Now that last rule might stand out to you as odd but to understand the rule you need to understand something about video games. Like literature, in video games there are first-person and third-person perspective.
In the first-person perspective, the game is presented from the players point of view, exactly how you see the real world – from your own eyes.
Third-person, the camera is over the shoulder “following” the player as they navigate the world the game takes place in. When we went about creating that last rule the idea was that we would act as an “avatar” for the viewer allowing them to put themselves in the place or activity we were doing and if we did our job well – they would book a trip to do it themselves.
Doing this for the past six years we have learned our “hunch” was correct, consumers want to put themselves in the video in whatever way they can. So starting your TikTok, Reel, or even YouTube video with “Hey it’s(insert name) and today we are in (insert place)” takes them right out of the content. Because despite our natural leanings towards thinking our digitally followers are there for us, they are there because our content makes their lives better by making them laugh, answering a question, or teaching them something and the sooner we get to that for them – the more likely they want another piece of content from us.
Why do perspectives in video matter? They matter because of a technological shift that has been gaining steam over the past twelve months. That technology is augmented reality and the shift is profound for two reasons. The first of which has been called “The Ray Ban moment” which was the idea that consumers are not going to wear a huge headset like Meta Quest, Apple’s Vision Pro, or HTC Vive. No, we need to get to the moment where the technology was innocuous and sat upon a user’s nose and it looked no different that reading or sun glasses.
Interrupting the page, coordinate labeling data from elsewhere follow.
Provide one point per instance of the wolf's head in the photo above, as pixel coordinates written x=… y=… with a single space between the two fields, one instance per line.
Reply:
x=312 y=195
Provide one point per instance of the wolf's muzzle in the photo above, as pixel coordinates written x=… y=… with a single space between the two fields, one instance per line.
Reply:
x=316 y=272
Google Glass and Snap Spectacles were the first to catch the imagination of consumers and the space got more crowded from there. Microsoft working on HoloLens, Vuzix, and Lenovo all join the fray and Meta, not to miss the point, partnered directly with Ray Ban this year to release the Ray Ban Stories. When you are talking about a new or in this case new(ish) technology there is something known as the innovation curve and you can use to explain any technology from the typewriter to the iPhone, to TikTok. The innovators have been playing in this space for a few years and we are currently in the early adoption phase with most models putting the late majority phase of this tech 5 to 10 years away.
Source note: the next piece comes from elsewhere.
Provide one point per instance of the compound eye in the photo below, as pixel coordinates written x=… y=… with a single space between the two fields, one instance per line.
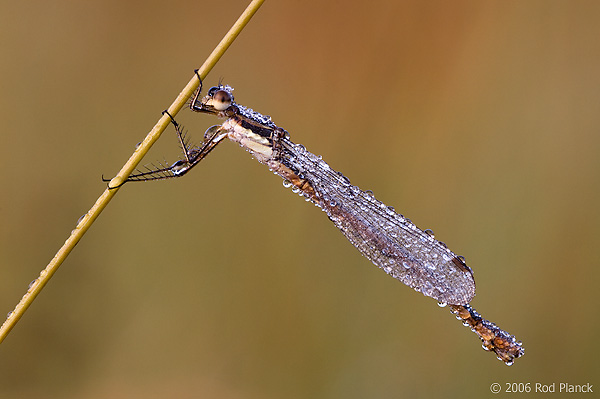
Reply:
x=213 y=90
x=221 y=99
While a decade might seem like a lifetime for your business for some perspective, TikTok did not exist in the United States six years ago, today it is driving most of our culture and certainly the way in which consumers ingest content. Why this matters is perspective, as we move away from consumers viewing content on a phone, tablet, or laptop to seamlessly consuming with augmented “glass wear” the understanding of perspective becomes a competitive advantage. If you start creating content that puts the consumer or viewer at the center using your view of the world as an “avatar” for their view you will be lightyears ahead of your competition when we move away from smartphones.
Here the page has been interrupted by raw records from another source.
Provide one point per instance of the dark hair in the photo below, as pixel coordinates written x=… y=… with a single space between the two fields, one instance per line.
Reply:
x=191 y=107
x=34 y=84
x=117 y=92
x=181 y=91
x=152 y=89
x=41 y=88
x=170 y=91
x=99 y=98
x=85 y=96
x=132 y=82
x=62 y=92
Because if the trendline holds true these AR lenses are a gateway to the next step which is immersive virtual reality, what some might call the “metaverse” and in that world the consumer is taking it all in from a first-person perspective. Think “Ready Player One” “Neuromancer,” or “Snowcrash,” in movies think “Free Guy,” “Inception” or “Blade Runner.” Whatever your pop culture reference for this, the technology is here right now and will only become more, not less, ubiquitous and like all new technology your adoption rate is directly related to your curiosity and after the year of AI we just had, curiosity is a skill that can absolutely future-proof your business.